If you told me at age 10 I would be making regular rounds of thrift stores when I was 43, I would say you've misread my genes. At least four summers of going up to see my aunt and uncle in New England and getting dragged to more antique places than a technically-oriented child should bear should argue against any affinity for collectables. Most other families would go to Disney World.
"But we took you there," the Queen Mother once reminded me when I gently reminded her of some past family vacations, the way kids do when they're quietly scratching some old itches. "And we took you to Williamsburg," she added. All true. But that came after all those voyages into the past, many years before I would dive into history.
When you're young, you're not thinking about that quilt that will look cute in the den, with that chair, or that dry-sink that can go in the dining room, or that pewter mug that will look good on a shelf somewhere. When you have a room, not a home, and your thoughts are on growing up, not growing old, what's past is not a part of your present.
But the antique shop of my youth is nothing like the thrift store of my middle age -- a place where I can score, save, and repurpose. My thesis is people can't tell $100 slacks from a $10 pair from Walmart. Eventually those pricey slacks end up donated to Goodwill or Savers, and that's when they find their way into my hands for five bucks a pair. Nobody knows.
Here is where the Queen Mother cringes at her gainfully-employed son living like he's on welfare.
"I'm going over to Goodwill," I tell her one time while visiting home in California and looking to make my "junk run" as I call it.
"Christopher, if you need clothes," she begins, wary and a bit alarmed.
"The bookstore, mother, the bookstore!" I clarify with authority.
Down the street from Francis Western Command sits a Goodwill bookstore, where yesterday's bestsellers go for pennies on the dollar.
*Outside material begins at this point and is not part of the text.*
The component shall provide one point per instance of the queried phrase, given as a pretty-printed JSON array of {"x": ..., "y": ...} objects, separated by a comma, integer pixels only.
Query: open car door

But I'm not looking for a cooled hot novel; I'm trying to see if there's any fairly recent volumes on Microsoft Visual Basic.
Old textbooks never die. They just go to the thrift store, and it is where I have picked up several cheap tomes to add to my historical and technical knowledge base. A coursebook that once sold for $50 is going for $4.99, or less if I pick up at Savers on one of their customer appreciation days.
If I need comfortable, broken in shorts, I'm heading for the clothing rack. And I'm always on the lookout for historic garb. After a day of poking around Bisbee and Sierra Vista looking for hidden treasures, I made an outside chance stop at a thrift shop and picked up a Medieval tunic for less than ten bucks. I was looking to put together a Renaissance outfit, and I'd just made the deal of the century. Whoever threw it out probably didn't knew what they had. Doing some Internet research among period clothiers, it has to be worth at least $50.
But the quintessential thrift store is Bookmans -- one of Tucson's treasures. It's the store where you can bring in a stack of magazines and trade up to a DVD. You can sell old stereo equipment for a shelf full of books, trade CD's to your heart's content, and get retro game systems on the cheap. It's the place to go if you need a good used guitar, or if you're looking to invest in a synthesizer without breaking the bank. I once salivated over a Yamaha DX7 someone pawned, only passing on it because I can't play as well as I can dream. It sat in Bookmans for a month, and I'm surprised it lasted that long.
"It's just too expensive anymore," Madame Sherri reassures me when I talk about shopping second-hand, and how others shake their heads at me when I tell them about it. Both of us are used to living frugally.
You won't see me buying wooden candle holders or ceramic trinkets. But I've gotten mileage out of a discarded TV set and wooden hangers.